Lucas de Ávila Martins — Mon, 30 Dec 2019 20:38:46 +0000

When I first saw Instagram's and Snapchat's filter I thought they were all magic.

Later I came to know that it is powered by AI and 3D CGI. But that still doesn't explain much, right?

In order to build a filter you need to do 3 things:

Find the face
Put stuff on the face
Add color to the effect

So lets dig into it!

Find the face

What I mean by find the face: Locate it's position and rotation in three dimensions. If you look around you will probably see this refered as defining the head pose with 6 degrees of fredom.

The approach I used is the one based on this blog post and it goes like this:

Locate certain keypoints (nose tip position, left eye position, etc...) in the image.
Given an approximated 3D representation of the face, solve the Perspective-n-Point and get the face's rotation and translation in 3D.

Locate keypoitns

For this task I'm using an AWESOME library called face-api.js. You give it an image or a video and it will return a list of where are 68 keypoints on a human face.

The way it works is best explained at the project's page but in short:

Find where in the image the face is (the blue square on the right side of the gif), this is done using Tensorflow to run the image through a Neural Network.
Now that you have only the cropped face apply it to another Neural Network, this one will output positions for the keypoints.

Solve Perspective-n-Point

Given where the keypoints are we can use an estimated 3D model of the human face and try to rotate and move it around so that it's projection would be the same as the one observed.

We need a list of the 3D points that correspond to the 2D ones observed in the image, we don't actually need a 3D model at all.

But, of course, having this 3D model makes our life easier because it's now a matter of measuring it and getting these 3D points.

I moved a cube to the desired points and the copied and pasted the location Blender (or any other 3D modelling software) would tell me the object is.

We would also need to know some parameters about the camera (focal length, center of projection, etc) but we can just approximate them and it works great.

Now feed your 3D points and 2D points to something like OpenCV's solvePnP and you're done. It will give you a rotation value and translation values that when applied to the object in 3D would produce the same projection.

The only problem I got using this approach was that currently compiling OpenCV to WASM would produce a binary blob of ~1MB and 300k of JS after spending a whole day trying to decrease this size (it started at around 4MB).

I didn't want to download and parse all of this just to run one function on my client's mobile phone.

That's why Filtrou.me uses another AI to solve the PnP. If you're interested in the details of this AI read the next blog post.

Put stuff on the face

Great!
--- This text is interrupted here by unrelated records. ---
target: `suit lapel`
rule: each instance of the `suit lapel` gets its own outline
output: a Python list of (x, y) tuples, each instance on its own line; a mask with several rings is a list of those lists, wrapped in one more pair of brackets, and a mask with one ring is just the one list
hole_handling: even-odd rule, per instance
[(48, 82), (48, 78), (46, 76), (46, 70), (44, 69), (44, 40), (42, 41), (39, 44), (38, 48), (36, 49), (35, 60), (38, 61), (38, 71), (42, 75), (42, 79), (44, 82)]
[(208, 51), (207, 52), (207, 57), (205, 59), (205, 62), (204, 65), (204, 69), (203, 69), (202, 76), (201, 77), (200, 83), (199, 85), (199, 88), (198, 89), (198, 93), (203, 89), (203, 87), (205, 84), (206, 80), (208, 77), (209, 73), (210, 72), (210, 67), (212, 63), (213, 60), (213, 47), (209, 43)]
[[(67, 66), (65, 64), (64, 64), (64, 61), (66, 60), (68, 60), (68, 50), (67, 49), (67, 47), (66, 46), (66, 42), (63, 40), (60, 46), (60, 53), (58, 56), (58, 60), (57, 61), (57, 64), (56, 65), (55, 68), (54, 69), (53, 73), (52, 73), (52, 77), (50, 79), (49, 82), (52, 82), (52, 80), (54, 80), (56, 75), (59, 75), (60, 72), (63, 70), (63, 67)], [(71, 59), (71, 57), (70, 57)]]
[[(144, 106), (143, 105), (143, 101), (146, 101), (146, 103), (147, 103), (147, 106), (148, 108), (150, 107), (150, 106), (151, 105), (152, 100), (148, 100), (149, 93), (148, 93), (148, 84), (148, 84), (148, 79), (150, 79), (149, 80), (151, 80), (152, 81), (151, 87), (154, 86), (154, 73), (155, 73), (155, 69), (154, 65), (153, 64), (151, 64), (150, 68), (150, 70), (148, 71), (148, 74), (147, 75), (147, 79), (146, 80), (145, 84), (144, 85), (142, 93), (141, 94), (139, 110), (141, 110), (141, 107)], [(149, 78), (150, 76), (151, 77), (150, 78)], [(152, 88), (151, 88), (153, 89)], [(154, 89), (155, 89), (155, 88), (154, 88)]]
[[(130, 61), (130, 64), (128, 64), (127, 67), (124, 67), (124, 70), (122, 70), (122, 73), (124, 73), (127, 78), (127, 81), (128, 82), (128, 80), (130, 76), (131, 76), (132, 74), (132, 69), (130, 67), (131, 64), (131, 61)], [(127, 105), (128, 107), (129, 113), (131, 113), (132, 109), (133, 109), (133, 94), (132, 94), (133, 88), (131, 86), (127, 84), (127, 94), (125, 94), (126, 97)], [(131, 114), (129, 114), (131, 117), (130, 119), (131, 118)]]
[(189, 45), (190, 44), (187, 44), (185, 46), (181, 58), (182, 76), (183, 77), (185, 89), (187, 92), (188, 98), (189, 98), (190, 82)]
We now know the rotation and translation to apply to whatever we want to draw over the face.

So let's do it! This couldn't be easier.

We use three.js to create a scene, camera and an object.

Then we apply the rotation and translation given in the previous step to this object:

export const onResults = (
  q: THREE.Quaternion,
  x: number,
  y: number,
  z: number,
) => {
  threeObject.rotation.setFromQuaternion(q);
  // if you're reading Filtrou.me's source code you'll see that
  // y coordinate is corrected given the video aspect ratio.
  // thats because the solvePnP AI sees the video as a square
  // and we're displaying it with diferent aspect ratios there.
  // If you use OpenCV's solvePnP or a square video with solvePnP AI
  // then the correction won't be needed.
  threeObject.position.set(x, y, z);
};